6. A server, comprising a memory, a processor, the memory having stored thereon a speech recognition system operable on the processor, the speech recognition system when executed by the processor performing the steps of:

constructing an acoustic model, wherein the acoustic model comprises a phoneme training model and a mixed neural network model based on memory unit connection, the mixed neural network model comprises a long-time recurrent neural network HLSTM-RNN, a convolutional neural network CNN, a feedforward neural network DNN and a hidden Markov model HMM based on memory unit connection, speaker difference is reduced through the CNN-HMM, time sequence information of voice is captured through the RNN-LSTM-HMM, context modeling is carried out by utilizing historical information in a sentence, different phonemes are distinguished through the DNN-HMM, and the recognized phonemes corresponding to input voice information are output in a classified mode;

extracting acoustic features from the valid speech portion;

inputting the acoustic features into the acoustic model, performing phoneme recognition on the acoustic features through a trained phoneme training model, selecting a path with the maximum occurrence probability in a decoding network as a recognition result according to the occurrence probability of a state in a Hidden Markov Model (HMM) in the mixed neural network model, outputting the path with the maximum occurrence probability to an RNN-LSTM model based on memory unit connection in the mixed neural network model, and inputting the output of the last layer of LSTM to the feedforward neural network DNN;

and outputting text information corresponding to the voice information.

7. The server according to claim 6, wherein the step of preprocessing the speech signal to extract an effective speech part when the original speech signal is acquired specifically includes:

8. The server according to claim 6, wherein the step of extracting acoustic features from the valid speech portion comprises:

and obtaining an acoustic feature by performing discrete cosine transform on the energy spectrum output by the triangular filter bank, wherein the acoustic feature is MFCC (mel frequency cepstrum coefficient).

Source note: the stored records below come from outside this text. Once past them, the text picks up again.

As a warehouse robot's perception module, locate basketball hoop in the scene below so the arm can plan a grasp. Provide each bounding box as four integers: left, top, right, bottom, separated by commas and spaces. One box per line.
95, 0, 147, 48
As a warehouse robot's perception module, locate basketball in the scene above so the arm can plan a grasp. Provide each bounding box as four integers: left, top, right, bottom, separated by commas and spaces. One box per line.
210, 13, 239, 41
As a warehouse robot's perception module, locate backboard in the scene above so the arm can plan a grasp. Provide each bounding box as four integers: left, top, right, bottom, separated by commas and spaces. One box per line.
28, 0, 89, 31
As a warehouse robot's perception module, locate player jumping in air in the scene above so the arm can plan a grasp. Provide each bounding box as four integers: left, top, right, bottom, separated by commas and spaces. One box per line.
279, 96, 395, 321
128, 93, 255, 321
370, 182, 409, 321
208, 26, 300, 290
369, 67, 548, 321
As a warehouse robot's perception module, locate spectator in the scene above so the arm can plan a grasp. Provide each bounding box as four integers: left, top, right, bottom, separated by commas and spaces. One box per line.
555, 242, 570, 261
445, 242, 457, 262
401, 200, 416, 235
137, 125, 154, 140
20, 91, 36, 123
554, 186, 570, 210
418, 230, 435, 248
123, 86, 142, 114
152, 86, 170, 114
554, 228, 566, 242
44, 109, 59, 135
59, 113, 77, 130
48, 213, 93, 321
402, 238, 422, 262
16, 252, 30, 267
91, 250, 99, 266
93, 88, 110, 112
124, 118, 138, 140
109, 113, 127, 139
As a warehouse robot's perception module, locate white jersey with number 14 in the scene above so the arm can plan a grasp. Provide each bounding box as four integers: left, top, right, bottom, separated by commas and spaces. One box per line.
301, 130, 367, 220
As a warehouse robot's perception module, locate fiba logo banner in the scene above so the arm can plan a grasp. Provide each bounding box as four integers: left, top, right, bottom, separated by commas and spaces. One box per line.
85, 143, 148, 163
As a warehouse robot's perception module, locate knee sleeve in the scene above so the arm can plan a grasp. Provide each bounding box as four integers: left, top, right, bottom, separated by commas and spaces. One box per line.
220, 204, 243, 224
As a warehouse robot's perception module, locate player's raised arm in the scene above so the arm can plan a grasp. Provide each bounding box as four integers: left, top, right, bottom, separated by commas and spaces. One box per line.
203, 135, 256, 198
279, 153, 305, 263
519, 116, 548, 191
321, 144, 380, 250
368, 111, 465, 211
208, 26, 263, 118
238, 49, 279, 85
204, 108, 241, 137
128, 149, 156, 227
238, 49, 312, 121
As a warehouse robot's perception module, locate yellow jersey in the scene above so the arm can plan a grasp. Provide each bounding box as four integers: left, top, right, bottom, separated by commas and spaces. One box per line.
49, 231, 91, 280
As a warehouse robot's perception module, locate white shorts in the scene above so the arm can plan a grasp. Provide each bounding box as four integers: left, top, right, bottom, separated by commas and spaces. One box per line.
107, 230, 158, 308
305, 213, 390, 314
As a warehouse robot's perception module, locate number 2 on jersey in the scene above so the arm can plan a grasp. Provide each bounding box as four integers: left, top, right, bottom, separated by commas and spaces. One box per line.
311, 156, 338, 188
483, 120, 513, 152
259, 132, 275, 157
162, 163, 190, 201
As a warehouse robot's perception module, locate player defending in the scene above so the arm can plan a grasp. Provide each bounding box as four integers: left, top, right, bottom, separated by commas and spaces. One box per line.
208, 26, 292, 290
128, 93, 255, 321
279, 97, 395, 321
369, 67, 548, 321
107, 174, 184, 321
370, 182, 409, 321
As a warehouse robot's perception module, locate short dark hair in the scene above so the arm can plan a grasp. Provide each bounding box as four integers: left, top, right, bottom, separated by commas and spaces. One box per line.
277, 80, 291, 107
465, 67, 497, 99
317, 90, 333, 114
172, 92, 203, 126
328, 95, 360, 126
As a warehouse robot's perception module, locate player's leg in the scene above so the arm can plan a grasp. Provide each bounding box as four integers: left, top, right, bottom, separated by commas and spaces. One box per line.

9. The server according to any one of claims 7-8, wherein the phoneme training models comprise a monophonic model and a triphone model, and the selecting a path with the highest probability of occurrence in the decoding network as the recognition result is output to the RNN-LSTM model based on memory unit connections in the hybrid neural network model further comprises:

and outputting the output result of the CNN model to the RNN-LSTM model based on the memory unit connection.

10. A computer-readable storage medium storing a speech recognition system executable by at least one processor to cause the at least one processor to perform the steps of the speech recognition method according to any one of claims 1-5.